JB: 13

133 17 1
                                    

    Joy menjambak rambutnya geram lalu membanting kepalanya keatas buku di meja belajarnya. Ia amati angka-angka yang ia coret di buku itu lalu menoleh ke arah tumpukan buku yang menjulang. Joy menghembus nafas kasar, kenapa pula ia harus mendapat tugas sebanyak ini? dan parahnya lagi tugas fisika.

Tidak bisa ia pungkiri bahwa ia memang sangat lemah di semua pelajaran yang berbau matematika. Dimana ada angka disitulah titik kelemahannya.

Biasanya, kalau sudah pada situasi begini ia tinggal lari ke rumah Bima dan meminta anak itu membantunya. Berhubung hanya diperlukan lima langkah ia berjalan dari rumahnya.
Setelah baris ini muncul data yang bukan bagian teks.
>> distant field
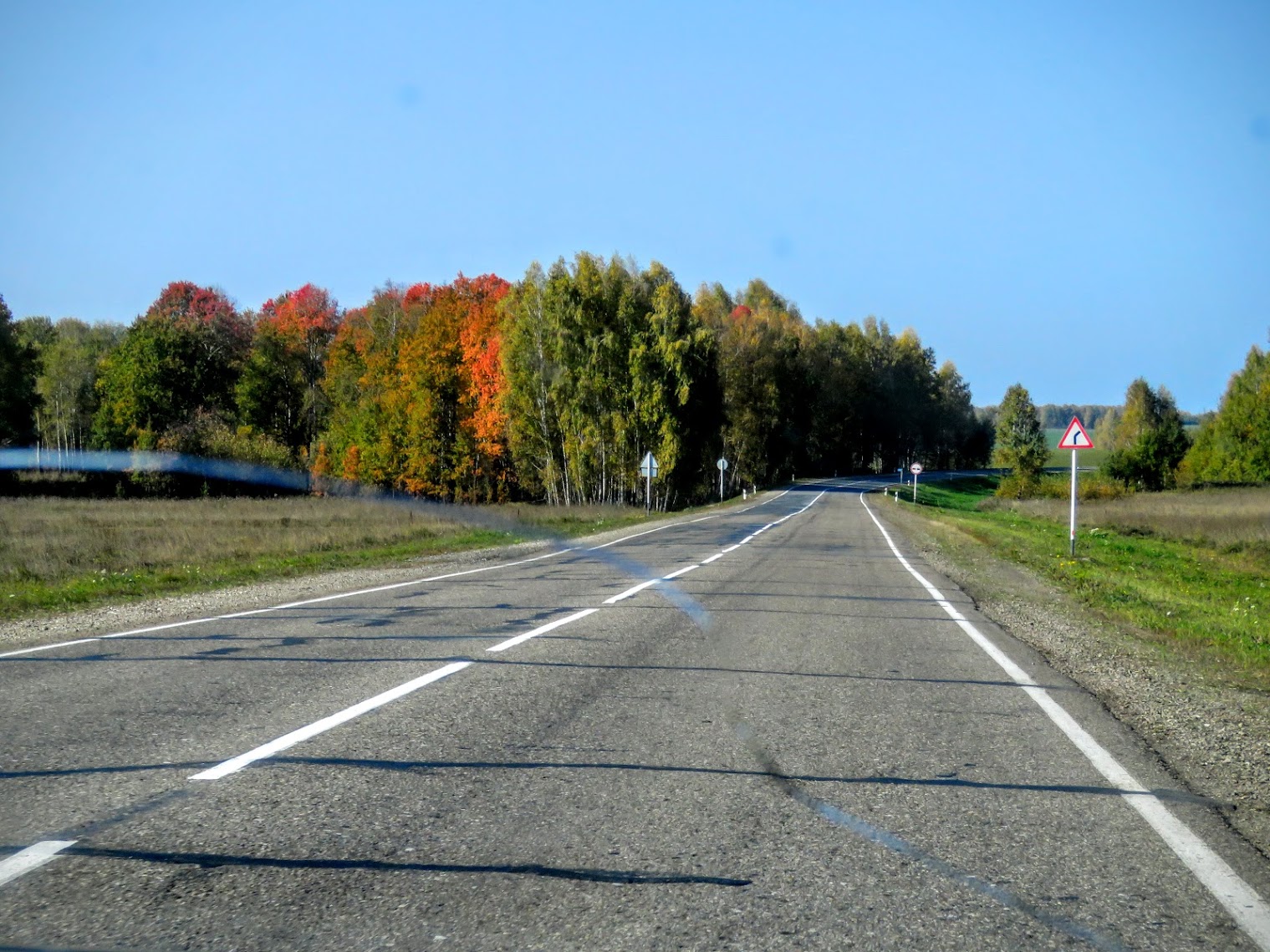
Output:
[0,496,645,619]
[894,477,1270,690]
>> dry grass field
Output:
[1003,486,1270,555]
[0,496,645,619]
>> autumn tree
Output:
[0,297,39,447]
[1102,377,1190,490]
[503,254,720,507]
[319,274,512,501]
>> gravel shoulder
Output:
[876,499,1270,857]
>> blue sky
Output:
[0,0,1270,410]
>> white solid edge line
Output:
[0,839,78,886]
[485,608,599,651]
[8,548,574,658]
[189,661,475,781]
[604,579,661,605]
[661,565,701,582]
[859,492,1270,952]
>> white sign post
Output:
[1058,416,1094,556]
[639,451,656,513]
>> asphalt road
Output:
[0,480,1270,952]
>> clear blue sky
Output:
[0,0,1270,410]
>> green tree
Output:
[93,282,252,450]
[993,384,1049,484]
[27,318,125,451]
[1102,377,1190,490]
[1179,347,1270,484]
[0,297,39,447]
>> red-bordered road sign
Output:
[1058,416,1094,450]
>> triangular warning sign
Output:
[1058,416,1094,450]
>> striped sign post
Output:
[1058,416,1094,556]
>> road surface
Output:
[0,480,1270,952]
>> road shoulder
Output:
[874,497,1270,857]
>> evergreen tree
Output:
[1102,377,1190,490]
[993,384,1049,482]
[1179,347,1270,484]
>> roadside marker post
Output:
[1058,416,1094,556]
[639,450,656,514]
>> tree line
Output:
[992,332,1270,495]
[0,252,992,507]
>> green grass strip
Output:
[901,480,1270,674]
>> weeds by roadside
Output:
[884,477,1270,688]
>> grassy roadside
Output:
[896,477,1270,690]
[0,496,664,621]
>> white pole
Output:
[1072,450,1076,556]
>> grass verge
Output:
[900,477,1270,690]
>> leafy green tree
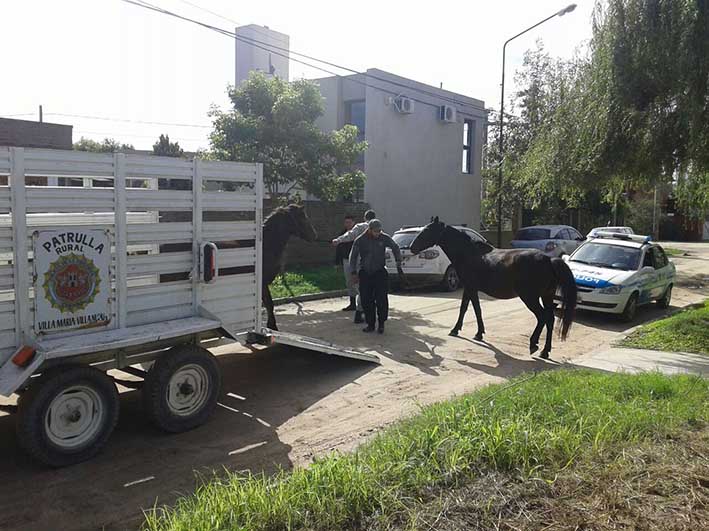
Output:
[210,72,367,200]
[153,135,185,157]
[74,136,135,153]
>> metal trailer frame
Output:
[0,147,379,466]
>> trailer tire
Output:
[143,345,221,433]
[17,365,120,468]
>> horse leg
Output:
[519,295,545,354]
[448,289,470,336]
[263,284,278,330]
[539,295,556,359]
[470,291,485,341]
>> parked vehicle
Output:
[586,227,635,240]
[510,225,586,257]
[0,147,378,467]
[386,226,489,291]
[564,232,675,322]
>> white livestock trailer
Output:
[0,147,378,466]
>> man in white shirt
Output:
[332,210,377,324]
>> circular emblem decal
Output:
[44,253,101,313]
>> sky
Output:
[0,0,594,150]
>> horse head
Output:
[409,216,446,254]
[286,204,318,242]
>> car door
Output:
[568,229,586,254]
[652,246,673,299]
[559,229,576,254]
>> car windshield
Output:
[392,232,419,249]
[571,243,640,271]
[515,228,551,240]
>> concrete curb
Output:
[608,302,704,350]
[273,289,348,306]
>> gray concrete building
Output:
[315,68,487,231]
[234,24,290,86]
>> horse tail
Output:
[551,258,576,341]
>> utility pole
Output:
[497,4,576,247]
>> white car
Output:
[586,227,635,240]
[510,225,586,257]
[386,226,489,291]
[564,232,675,321]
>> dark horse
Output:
[262,205,318,330]
[411,217,576,358]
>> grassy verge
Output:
[621,300,709,354]
[145,370,709,531]
[271,266,345,299]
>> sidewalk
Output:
[574,347,709,378]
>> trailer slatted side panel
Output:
[0,148,17,364]
[0,148,263,352]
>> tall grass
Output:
[621,300,709,354]
[145,370,709,531]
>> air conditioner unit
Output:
[394,96,414,114]
[438,105,456,124]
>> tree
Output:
[74,136,135,153]
[210,72,367,200]
[153,135,185,157]
[496,0,709,227]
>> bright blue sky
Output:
[0,0,593,149]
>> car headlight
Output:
[599,286,623,295]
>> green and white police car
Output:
[564,231,675,322]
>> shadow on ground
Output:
[0,347,375,530]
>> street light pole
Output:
[497,4,576,247]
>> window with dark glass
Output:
[462,120,475,173]
[345,100,366,138]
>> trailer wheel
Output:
[143,345,221,433]
[17,366,119,467]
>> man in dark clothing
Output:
[350,219,405,334]
[332,210,377,324]
[335,216,361,312]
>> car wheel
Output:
[657,284,672,309]
[621,293,638,323]
[441,265,460,291]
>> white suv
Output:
[386,226,489,291]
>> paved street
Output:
[0,244,709,530]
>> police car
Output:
[564,232,675,321]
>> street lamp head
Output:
[556,4,576,17]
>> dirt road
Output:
[0,244,709,530]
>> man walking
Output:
[350,219,405,334]
[332,210,377,324]
[335,215,362,312]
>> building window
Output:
[345,100,366,140]
[462,120,475,173]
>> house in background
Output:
[0,118,73,149]
[236,25,487,232]
[316,68,487,231]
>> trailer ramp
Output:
[263,328,381,364]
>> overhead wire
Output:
[122,0,485,111]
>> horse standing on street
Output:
[410,216,576,359]
[262,204,318,330]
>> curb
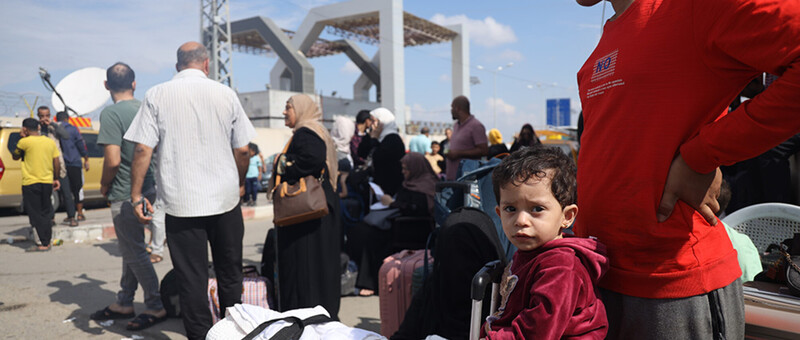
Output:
[53,223,116,243]
[242,204,273,221]
[0,204,272,243]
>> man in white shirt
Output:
[125,42,255,339]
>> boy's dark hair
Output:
[356,110,369,124]
[22,118,39,131]
[492,145,578,208]
[247,143,258,154]
[106,62,136,92]
[56,111,69,123]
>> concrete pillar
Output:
[447,24,469,98]
[353,52,381,102]
[379,0,406,134]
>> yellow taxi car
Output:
[0,120,105,211]
[536,130,580,164]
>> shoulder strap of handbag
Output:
[242,314,333,340]
[272,136,294,188]
[272,136,328,188]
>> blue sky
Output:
[0,0,613,140]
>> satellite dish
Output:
[50,67,111,116]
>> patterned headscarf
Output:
[287,94,339,190]
[400,152,437,212]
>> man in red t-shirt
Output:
[575,0,800,339]
[444,96,489,181]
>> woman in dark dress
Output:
[358,107,406,196]
[511,124,542,152]
[347,152,437,296]
[272,94,341,319]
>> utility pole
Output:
[200,0,233,88]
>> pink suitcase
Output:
[378,250,433,338]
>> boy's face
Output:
[495,170,578,251]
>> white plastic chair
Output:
[722,203,800,253]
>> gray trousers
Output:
[111,190,164,310]
[147,198,167,256]
[600,279,744,340]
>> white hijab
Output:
[369,107,400,142]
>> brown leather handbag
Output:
[272,139,328,227]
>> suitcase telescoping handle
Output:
[469,260,505,340]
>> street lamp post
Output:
[476,63,514,128]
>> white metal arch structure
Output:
[722,203,800,253]
[270,0,469,130]
[200,0,233,88]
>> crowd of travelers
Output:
[14,0,800,339]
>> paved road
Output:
[0,208,380,339]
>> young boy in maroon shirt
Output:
[482,145,608,339]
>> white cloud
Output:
[0,0,199,86]
[486,49,525,63]
[486,98,517,115]
[431,13,517,47]
[339,60,361,74]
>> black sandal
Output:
[125,313,167,331]
[89,307,136,321]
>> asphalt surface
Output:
[0,207,380,339]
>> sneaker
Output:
[61,218,78,227]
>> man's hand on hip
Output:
[131,197,154,224]
[656,155,722,225]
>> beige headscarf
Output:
[287,94,339,190]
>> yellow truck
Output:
[0,120,105,211]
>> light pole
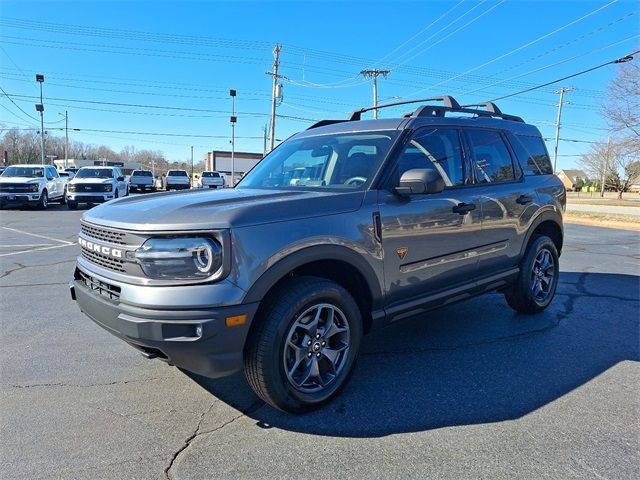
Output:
[58,110,69,168]
[36,73,44,165]
[229,89,238,188]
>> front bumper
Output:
[67,192,116,203]
[129,183,155,192]
[0,192,40,205]
[70,269,258,378]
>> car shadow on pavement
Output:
[182,272,640,437]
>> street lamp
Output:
[229,89,238,188]
[36,73,44,165]
[58,110,69,168]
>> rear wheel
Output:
[504,235,560,314]
[244,277,362,412]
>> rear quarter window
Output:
[509,135,553,176]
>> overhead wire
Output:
[403,0,619,98]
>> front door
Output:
[378,127,482,304]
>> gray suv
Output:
[71,97,565,412]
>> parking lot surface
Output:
[0,206,640,479]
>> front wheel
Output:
[38,190,49,210]
[244,277,362,412]
[504,235,560,314]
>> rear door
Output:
[464,128,538,276]
[379,127,482,304]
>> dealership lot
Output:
[0,205,640,479]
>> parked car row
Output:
[0,165,232,210]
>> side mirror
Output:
[395,168,444,196]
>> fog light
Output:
[224,315,247,327]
Tapi sekarang ia tak bisa melakukan itu.

Tak lama pintu kamarnya terbuka, Joy sedikit menoleh ke arah pintu lalu muncul wajah seseorang yang sangat ia kenal. "Ih papi ketuk dulu kek."

"Gue udah ketuk dari tadi tapi lu nggak nyaut," bohong Evan sambil mengusap rambutnya yang masih basah habis mandi.

"Nyari apa sih?" Joy menatap heran papinya yang seperti tengah kebingungan melihat-lihat isi kamarnya.

Lelaki yang di tanya menaruh kedua tangannya di pinggang. "Anak gue ilang."

Joy memutar bola matanya ck "Ya udah ngapain nyarinya di kamar gue." Kini nada suaranya sedikit di naikan.

Evan pun duduk di tepi kasur yang tak jauh dari meja belajar tempat Joy berada, lalu menatap gadis itu datar. Gadis itu lantas mengalihkan pandangannya tak mau menatap wajah Evan.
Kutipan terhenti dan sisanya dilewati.